Find out more about consumer guarantees that apply to:

Express warranties

You must honour any promise you make about your goods or services. These might be spoken or written claims.

These include:

  • whether your goods or services are high quality
  • what state they are in, and how long this will last
  • whether they are in good condition, and how long they will stay like that
  • whether they do their job properly, and for how long
  • what specific characteristics they have, and how long these will last.


A customer asks a staff member at an electronics store whether a smart TV will be able to run a particular app. The staff member says the TV will be able to run the app, so the customer buys it. When she gets it home, it turns out the TV will not run the app. The store must provide a remedy because the staff member’s representation was an express warranty.

Warranties against defects or manufacturer’s warranties

You might offer a warranty against defects (also called a manufacturer’s warranty) when a customer buys your goods. A warranty against defects doesn’t promise anything about the product itself. It simply makes a promise to fix faults or problems—for example, you might give the customer a replacement.

This type of warranty usually comes with a time limit.

You must give the customer the warranty in writing. It will need to:

  • state the terms clearly and legibly in plain language
  • provide the warrantor’s name, business address, phone number and email
  • outline any time limits
  • explain details and procedures (such as authorised repairers or transportation)
  • tell your customers that the warranty won’t affect their consumer guarantees.

If you provide a warranty against defects you must comply with the details in that warranty.

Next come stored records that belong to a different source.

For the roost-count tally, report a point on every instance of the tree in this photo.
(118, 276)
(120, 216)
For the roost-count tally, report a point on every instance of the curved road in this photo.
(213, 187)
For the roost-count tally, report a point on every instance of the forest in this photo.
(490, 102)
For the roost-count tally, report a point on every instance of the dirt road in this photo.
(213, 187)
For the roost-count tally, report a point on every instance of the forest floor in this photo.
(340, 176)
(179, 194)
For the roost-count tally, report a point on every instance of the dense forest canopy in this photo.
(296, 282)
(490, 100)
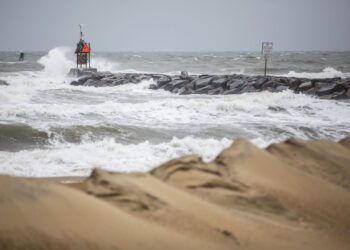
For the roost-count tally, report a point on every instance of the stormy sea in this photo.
(49, 128)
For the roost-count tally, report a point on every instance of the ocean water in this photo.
(49, 128)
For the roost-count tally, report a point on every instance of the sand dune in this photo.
(292, 195)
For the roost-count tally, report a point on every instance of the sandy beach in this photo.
(290, 195)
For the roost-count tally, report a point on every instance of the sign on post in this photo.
(266, 51)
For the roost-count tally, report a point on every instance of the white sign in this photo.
(266, 48)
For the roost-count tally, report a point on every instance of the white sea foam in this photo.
(78, 160)
(45, 100)
(328, 72)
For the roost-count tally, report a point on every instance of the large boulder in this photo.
(235, 84)
(219, 82)
(202, 82)
(203, 90)
(3, 83)
(216, 91)
(175, 84)
(329, 89)
(305, 86)
(163, 80)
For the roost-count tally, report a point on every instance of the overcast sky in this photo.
(176, 25)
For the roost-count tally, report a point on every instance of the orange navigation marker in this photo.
(85, 49)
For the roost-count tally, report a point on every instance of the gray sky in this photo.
(178, 25)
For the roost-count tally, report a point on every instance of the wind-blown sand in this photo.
(291, 195)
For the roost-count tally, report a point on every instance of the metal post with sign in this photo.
(82, 51)
(266, 51)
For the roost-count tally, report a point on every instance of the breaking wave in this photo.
(328, 72)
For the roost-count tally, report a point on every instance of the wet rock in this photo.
(305, 86)
(203, 90)
(339, 95)
(216, 91)
(202, 82)
(163, 80)
(184, 75)
(219, 82)
(273, 83)
(232, 91)
(320, 84)
(153, 86)
(333, 87)
(175, 84)
(294, 83)
(235, 84)
(281, 88)
(248, 89)
(260, 82)
(311, 91)
(3, 83)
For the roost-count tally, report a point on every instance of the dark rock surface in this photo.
(2, 82)
(185, 84)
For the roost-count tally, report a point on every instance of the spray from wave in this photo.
(328, 72)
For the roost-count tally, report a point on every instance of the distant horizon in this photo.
(176, 26)
(177, 51)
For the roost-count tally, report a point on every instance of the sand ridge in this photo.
(291, 195)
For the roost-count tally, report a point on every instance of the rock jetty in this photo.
(184, 84)
(2, 82)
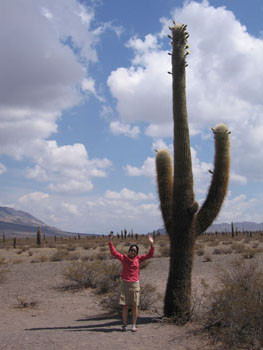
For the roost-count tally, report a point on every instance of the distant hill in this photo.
(17, 222)
(240, 226)
(225, 227)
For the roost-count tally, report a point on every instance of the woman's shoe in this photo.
(134, 328)
(124, 328)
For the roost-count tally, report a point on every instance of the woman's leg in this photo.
(125, 314)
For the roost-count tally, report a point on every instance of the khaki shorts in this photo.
(130, 293)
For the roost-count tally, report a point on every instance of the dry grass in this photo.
(235, 315)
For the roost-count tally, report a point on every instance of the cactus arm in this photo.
(183, 177)
(220, 179)
(164, 171)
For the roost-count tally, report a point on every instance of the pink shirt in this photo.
(130, 267)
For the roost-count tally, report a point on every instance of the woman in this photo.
(130, 290)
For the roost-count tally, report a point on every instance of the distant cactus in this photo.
(183, 219)
(39, 236)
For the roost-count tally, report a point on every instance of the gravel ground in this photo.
(35, 313)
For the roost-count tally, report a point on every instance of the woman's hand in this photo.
(150, 239)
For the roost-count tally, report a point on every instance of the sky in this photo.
(85, 99)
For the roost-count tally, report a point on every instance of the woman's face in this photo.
(132, 252)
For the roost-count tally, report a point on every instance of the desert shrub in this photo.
(93, 274)
(108, 277)
(23, 303)
(40, 258)
(207, 258)
(60, 255)
(17, 261)
(200, 250)
(235, 315)
(213, 243)
(2, 275)
(222, 251)
(238, 248)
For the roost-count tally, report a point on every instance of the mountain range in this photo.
(17, 222)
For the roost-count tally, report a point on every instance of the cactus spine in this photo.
(181, 215)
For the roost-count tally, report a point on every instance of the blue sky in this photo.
(86, 98)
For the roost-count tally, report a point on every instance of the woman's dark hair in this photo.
(136, 247)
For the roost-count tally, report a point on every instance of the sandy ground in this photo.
(57, 319)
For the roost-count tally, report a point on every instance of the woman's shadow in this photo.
(102, 324)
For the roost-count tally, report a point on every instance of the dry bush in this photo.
(93, 274)
(17, 261)
(248, 253)
(238, 248)
(235, 315)
(222, 251)
(144, 264)
(213, 243)
(3, 273)
(60, 255)
(24, 303)
(39, 259)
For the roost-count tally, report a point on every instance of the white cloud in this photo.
(72, 209)
(67, 169)
(224, 82)
(126, 194)
(2, 168)
(33, 197)
(147, 169)
(46, 48)
(118, 128)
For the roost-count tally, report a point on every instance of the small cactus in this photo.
(183, 219)
(39, 236)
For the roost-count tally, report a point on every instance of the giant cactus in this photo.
(183, 219)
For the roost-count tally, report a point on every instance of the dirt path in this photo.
(36, 314)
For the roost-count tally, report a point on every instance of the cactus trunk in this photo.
(182, 219)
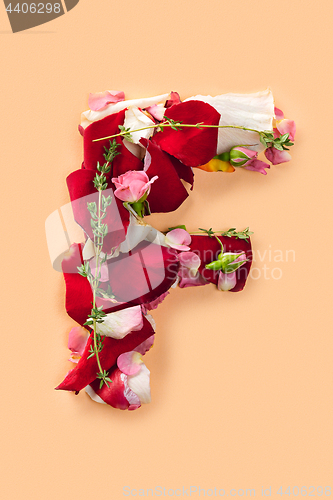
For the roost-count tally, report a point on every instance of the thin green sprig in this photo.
(175, 125)
(241, 235)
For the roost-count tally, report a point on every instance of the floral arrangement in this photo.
(139, 156)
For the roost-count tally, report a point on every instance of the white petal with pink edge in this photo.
(140, 384)
(118, 324)
(90, 391)
(92, 116)
(255, 111)
(135, 119)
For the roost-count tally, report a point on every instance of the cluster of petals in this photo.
(132, 186)
(139, 266)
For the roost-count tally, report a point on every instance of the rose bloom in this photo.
(132, 185)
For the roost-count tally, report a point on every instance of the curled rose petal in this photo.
(99, 100)
(227, 281)
(178, 239)
(191, 145)
(255, 111)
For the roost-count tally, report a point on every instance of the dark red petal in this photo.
(184, 172)
(192, 146)
(81, 191)
(174, 99)
(143, 274)
(86, 370)
(93, 151)
(124, 162)
(114, 394)
(79, 295)
(167, 193)
(208, 249)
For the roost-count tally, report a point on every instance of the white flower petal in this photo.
(254, 111)
(118, 324)
(91, 116)
(139, 384)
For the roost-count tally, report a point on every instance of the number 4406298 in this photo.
(35, 8)
(311, 491)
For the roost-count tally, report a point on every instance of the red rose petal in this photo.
(167, 193)
(93, 151)
(86, 370)
(192, 146)
(114, 394)
(143, 274)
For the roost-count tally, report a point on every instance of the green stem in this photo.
(197, 125)
(98, 247)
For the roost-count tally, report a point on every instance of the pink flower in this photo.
(178, 239)
(240, 156)
(275, 156)
(130, 385)
(246, 158)
(133, 185)
(77, 340)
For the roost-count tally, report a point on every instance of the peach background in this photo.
(241, 383)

A warranty against defects is provided in addition to consumer guarantees and does not limit or replace them.


A consumer buys a deck chair. The chair comes with a written warranty, which states that the manufacturer will replace the chair if it breaks within 2 years. The chair falls apart after 18 months. The consumer is entitled to the remedy of having the chair replaced.

Extended warranties

You might offer your customer an extended warranty. This extends the customer’s time to make a claim on an express warranty or a warranty against defects. Consumer guarantees may entitle your customer to a repair, refund or replacement even if a warranty period is over.

A consumer does not need to purchase an extended warranty if it only covers a length of time that it would be reasonable to expect the goods to last for anyway. If you sell extended warranties, you must ensure you are offering something of value to the customer and not something that is already their legal right.

A business must be fair and honest about this type of warranty. You are not allowed to:

  • put undue pressure on the customer to buy it
  • use unfair tactics to sell it
  • mislead anyone about their legal rights.


A consumer buys a $3000 fridge. The fridge comes with a 1-year warranty against defects, but she decides not to buy a 3-year extended warranty. After 18 months, the fridge stops working. The consumer is entitled to a remedy even though she did not buy the extended warranty. This is because a $3000 fridge should last for more than 18 months.